Horse Pasture

Giovanni Fattori
Livorno 1825 - Firenze 1908
Horse Pasture
Etching on zinc
245 x 441 mm; the sheet 436 x 625 mm

Bonagura 1976 no. 74; Baboni – Malesci no. CLXIV. Signed in pen with iron gall ink ‘Gio. Fattori’, dedicated in pen ‘al Sig. / Fed: Buzzi, segretario della / Società di Belle Arti di Milano / in segno di stima e di amicizia’.

Provenance: Lamberto Vitali (1896-1992).

The quality of the impression is extraordinary. The inking is very rich and thick. As often happens with early impressions of Fattori’s etchings when pulled on soft wove, the strong inking creates effects similar to embossing on the verso.

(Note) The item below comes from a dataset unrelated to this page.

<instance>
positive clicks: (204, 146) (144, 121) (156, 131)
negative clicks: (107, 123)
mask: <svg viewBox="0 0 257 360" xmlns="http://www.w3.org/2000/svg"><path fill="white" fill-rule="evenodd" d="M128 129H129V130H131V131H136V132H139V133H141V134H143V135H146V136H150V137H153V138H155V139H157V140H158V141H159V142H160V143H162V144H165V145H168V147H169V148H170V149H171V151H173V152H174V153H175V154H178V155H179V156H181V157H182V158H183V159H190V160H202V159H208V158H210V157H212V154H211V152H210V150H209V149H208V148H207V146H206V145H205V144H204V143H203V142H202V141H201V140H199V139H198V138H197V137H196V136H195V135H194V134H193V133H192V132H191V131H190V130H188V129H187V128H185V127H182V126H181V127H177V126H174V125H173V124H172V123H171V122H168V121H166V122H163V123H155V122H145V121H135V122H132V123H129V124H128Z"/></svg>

The print has been deeply personalized in inking. A remarkable surface tone has been left in the background, over the cloudy sky and the sea, while, on the contrary, the thin strip of beach and the tree in the center have been wiped off to enhance their brightness.

Finally the dedication is quite important because it allows us to be more precise in the dating of the etching, which until now was dated ante 1888, being the print in the group of 21 purchased by the Galleria Nazionale d’Arte Moderna in that date. The painter Federico Buzzi was secretary of the ‘Società di Belle Arti di Milano’ until 1883, when he became the secretary of the new born ‘Società per le Belle Arti ed Esposizione Permanente’. So this dedication demonstrates that the print was etched by 1883. The print has wide margins and, except for a minimal foxing, is in fine condition.

M.C. Bonagura, Le acqueforti di Fattori della collezione Rosselli, Florence 1976
Baboni, G. Malesci, Giovanni Fattori l’opera incisa, Milan 1983.


Giovanni Fattori, possibly the most important painter of the nineteenth century in Italy, received his first instruction in drawing in Livorno. In 1846 he moved to Florence to attend the Academy. During the 1850s he joined the innovative artists, called 'Macchiaioli', who met in Florence at the Caffè Michelangelo and were champions of a new technique and style to contrast the conventional academic language. During those years, he still produced works that could be attributed to the historical-romantic school but his interest in studying from life also extended to landscape painting and the military life of the day became the subject of his first experiments in painting using the "macchia" technique. In 1867, after the death of his first wife, Fattori frequently stayed in the Maremma region, which became the ideal backdrop for his works. Fattori began etching in the early 1880s, when he was nearly sixty; quite soon he was able to appreciate the difference of expression he could achieve using this new medium. A real ‘peintre-graveur’, he improved with etching his research on light and essential shapes in reality.